Winner of the 2003 Washington State Book Award
For three and a half centuries, the Taj Mahal has haunted our imaginations. It is
a tomb built by a grieving king of the Mughal Empire (1526-1858) in India in memory
of his beloved wife.
But it was this woman's aunt, an empress in her own right, who was the most powerful
queen of that dynasty. The Twentieth Wife is the
story of this Empress Nur Jahan.
The year is 1577. As a winter storm rages in the remote outpost of Qandahar, a baby
girl named Mehrunnisa is born in a nomad tent. Her parents, penniless and in exile
from their home in Persia, decide to give up the child. They already have three
children, and are on their way to the Mughal court in India. Thirty-four years later,
this child of the storm comes to Emperor Jahangir's harem as his twentieth wife,
and becomes Empress Nur Jahan.
Brought up around the Mughal court, Mehrunnisa sees Jahangir at his first wedding.
She decides with the precocity of an eight-year-old, that one day, she will be his
wife.
In the years before this becomes an actuality, Mehrunnisa will be married to another
man despite her inclinations. She sees her husband slaughtered by the imperial army—court
gossips will have it on Jahangir's orders. There are powerful courtiers determined
not to let the marriage take place. One of Jahangir's wives, Mehrunnisa's biggest
rival in the imperial harem, tries to turn the Emperor against her.
Through all these years, Mehrunnisa and Jahangir's love for each other endures until
1611, when she comes into his harem as his twentieth—and last—wife. At this time
he gives her the title of Nur Jahan, by which she is known to posterity.
Although a work of fiction, The Twentieth Wife
is rooted in historical fact and detail culled from accounts of seventeenth-century
travelers to Emperor Jahangir's court and the memoirs of the Mughal kings.
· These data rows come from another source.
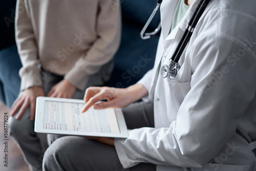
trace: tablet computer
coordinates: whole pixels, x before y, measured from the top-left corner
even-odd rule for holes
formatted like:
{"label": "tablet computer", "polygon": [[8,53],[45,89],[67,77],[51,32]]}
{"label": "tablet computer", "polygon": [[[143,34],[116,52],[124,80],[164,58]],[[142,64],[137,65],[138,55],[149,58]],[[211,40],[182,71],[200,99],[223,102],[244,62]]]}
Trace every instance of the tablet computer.
{"label": "tablet computer", "polygon": [[128,131],[121,109],[81,113],[83,100],[38,97],[35,132],[87,136],[127,138]]}

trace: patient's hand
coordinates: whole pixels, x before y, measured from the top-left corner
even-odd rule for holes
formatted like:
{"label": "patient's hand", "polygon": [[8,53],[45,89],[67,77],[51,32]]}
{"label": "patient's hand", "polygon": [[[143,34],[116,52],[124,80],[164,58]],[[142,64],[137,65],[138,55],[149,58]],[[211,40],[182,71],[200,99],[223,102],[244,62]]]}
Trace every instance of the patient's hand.
{"label": "patient's hand", "polygon": [[41,87],[33,87],[23,91],[12,105],[11,116],[13,116],[18,111],[15,118],[19,119],[30,105],[30,120],[33,121],[35,118],[35,102],[38,96],[45,96]]}
{"label": "patient's hand", "polygon": [[75,87],[66,79],[54,86],[47,95],[48,97],[71,98],[76,91]]}

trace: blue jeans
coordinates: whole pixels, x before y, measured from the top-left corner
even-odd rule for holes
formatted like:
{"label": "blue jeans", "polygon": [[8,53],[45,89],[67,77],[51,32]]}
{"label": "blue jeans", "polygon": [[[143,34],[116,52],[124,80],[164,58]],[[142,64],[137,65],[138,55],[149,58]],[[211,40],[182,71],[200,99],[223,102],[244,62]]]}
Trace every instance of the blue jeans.
{"label": "blue jeans", "polygon": [[22,66],[16,45],[0,51],[0,100],[9,108],[19,93]]}

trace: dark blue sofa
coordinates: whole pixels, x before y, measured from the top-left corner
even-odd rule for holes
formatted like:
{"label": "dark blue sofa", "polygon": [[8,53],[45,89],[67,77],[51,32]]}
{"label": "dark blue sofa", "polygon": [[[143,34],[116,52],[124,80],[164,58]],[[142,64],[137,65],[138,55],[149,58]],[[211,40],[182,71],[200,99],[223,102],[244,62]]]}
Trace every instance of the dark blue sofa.
{"label": "dark blue sofa", "polygon": [[[141,39],[139,34],[156,2],[156,0],[120,0],[121,41],[114,57],[112,78],[106,86],[127,87],[138,81],[153,67],[159,34],[148,40]],[[0,21],[0,100],[9,107],[18,96],[20,84],[18,70],[22,65],[15,45],[12,22],[15,3],[14,0],[0,2],[1,18],[6,19]],[[149,31],[154,30],[159,21],[158,13],[150,26]]]}

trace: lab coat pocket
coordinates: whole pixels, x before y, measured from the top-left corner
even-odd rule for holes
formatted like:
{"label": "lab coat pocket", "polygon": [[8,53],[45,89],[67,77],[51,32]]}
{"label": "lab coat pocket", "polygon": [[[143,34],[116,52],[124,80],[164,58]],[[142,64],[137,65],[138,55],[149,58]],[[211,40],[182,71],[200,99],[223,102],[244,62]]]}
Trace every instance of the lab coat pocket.
{"label": "lab coat pocket", "polygon": [[252,171],[254,165],[254,163],[244,165],[207,163],[203,167],[202,171]]}

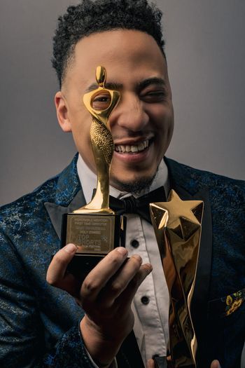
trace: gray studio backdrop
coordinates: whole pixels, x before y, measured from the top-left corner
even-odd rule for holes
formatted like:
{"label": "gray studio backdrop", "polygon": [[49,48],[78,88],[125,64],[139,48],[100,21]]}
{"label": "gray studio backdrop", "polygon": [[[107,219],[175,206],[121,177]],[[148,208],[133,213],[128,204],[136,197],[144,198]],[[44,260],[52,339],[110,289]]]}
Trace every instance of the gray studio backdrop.
{"label": "gray studio backdrop", "polygon": [[[59,129],[52,37],[68,0],[1,0],[1,196],[4,204],[66,165],[76,151]],[[175,107],[167,156],[245,179],[244,0],[163,0]]]}

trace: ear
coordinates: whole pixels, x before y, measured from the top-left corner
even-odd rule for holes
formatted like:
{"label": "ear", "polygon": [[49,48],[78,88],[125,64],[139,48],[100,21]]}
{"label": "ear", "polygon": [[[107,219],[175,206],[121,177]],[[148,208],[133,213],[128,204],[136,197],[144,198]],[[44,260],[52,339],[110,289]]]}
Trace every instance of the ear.
{"label": "ear", "polygon": [[63,93],[60,90],[57,92],[55,96],[55,104],[57,117],[61,128],[64,132],[71,132],[71,125],[69,118],[67,102]]}

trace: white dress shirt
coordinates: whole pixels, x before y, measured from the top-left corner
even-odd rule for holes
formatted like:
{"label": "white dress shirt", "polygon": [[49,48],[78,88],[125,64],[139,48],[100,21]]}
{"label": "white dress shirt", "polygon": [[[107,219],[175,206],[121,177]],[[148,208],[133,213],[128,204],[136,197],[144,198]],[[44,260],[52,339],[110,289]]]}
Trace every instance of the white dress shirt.
{"label": "white dress shirt", "polygon": [[[97,186],[97,176],[79,155],[77,168],[88,203]],[[150,191],[164,186],[167,196],[169,189],[167,167],[162,160]],[[142,193],[141,195],[143,195]],[[118,198],[130,196],[110,186],[110,195]],[[153,269],[139,286],[134,299],[134,332],[144,362],[153,355],[166,355],[169,339],[169,293],[153,227],[136,214],[127,217],[126,248],[129,256],[137,254],[143,263],[150,263]]]}

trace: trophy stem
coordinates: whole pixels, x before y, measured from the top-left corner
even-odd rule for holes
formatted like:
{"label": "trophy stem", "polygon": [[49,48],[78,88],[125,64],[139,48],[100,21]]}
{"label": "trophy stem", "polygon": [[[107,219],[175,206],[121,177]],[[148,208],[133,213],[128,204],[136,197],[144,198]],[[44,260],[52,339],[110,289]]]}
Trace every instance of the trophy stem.
{"label": "trophy stem", "polygon": [[74,213],[104,213],[115,214],[109,207],[109,177],[114,144],[110,130],[92,118],[90,128],[91,145],[97,174],[97,185],[92,200]]}

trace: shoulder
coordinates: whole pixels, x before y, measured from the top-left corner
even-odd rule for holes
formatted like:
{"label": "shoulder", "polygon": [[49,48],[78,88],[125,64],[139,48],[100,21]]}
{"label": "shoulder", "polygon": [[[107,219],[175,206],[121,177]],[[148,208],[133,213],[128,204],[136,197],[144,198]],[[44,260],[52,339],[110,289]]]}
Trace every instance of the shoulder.
{"label": "shoulder", "polygon": [[214,196],[239,196],[239,200],[245,199],[245,181],[232,179],[209,171],[198,170],[187,165],[165,158],[169,175],[178,185],[187,189],[192,193],[203,187],[209,189]]}
{"label": "shoulder", "polygon": [[14,202],[0,207],[0,228],[20,231],[24,224],[32,224],[35,218],[41,217],[44,203],[50,201],[55,195],[59,175],[47,180],[31,193]]}

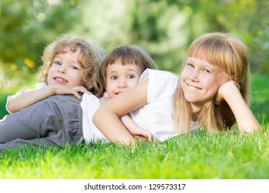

The sequel, titled The Feast of Roses
(Atria Books, May 2003) tells the story of Mehrunnisa's life as Empress. She rules
in Jahangir's name for the next seventeen years, and in doing so, shapes the destiny
of the empire. In a time when women were never seen and rarely heard, Mehrunnisa
has coins minted in her name, owns ships that ply the Arabian sea routes, and commissions
many of the gardens and tombs that still stand in India today.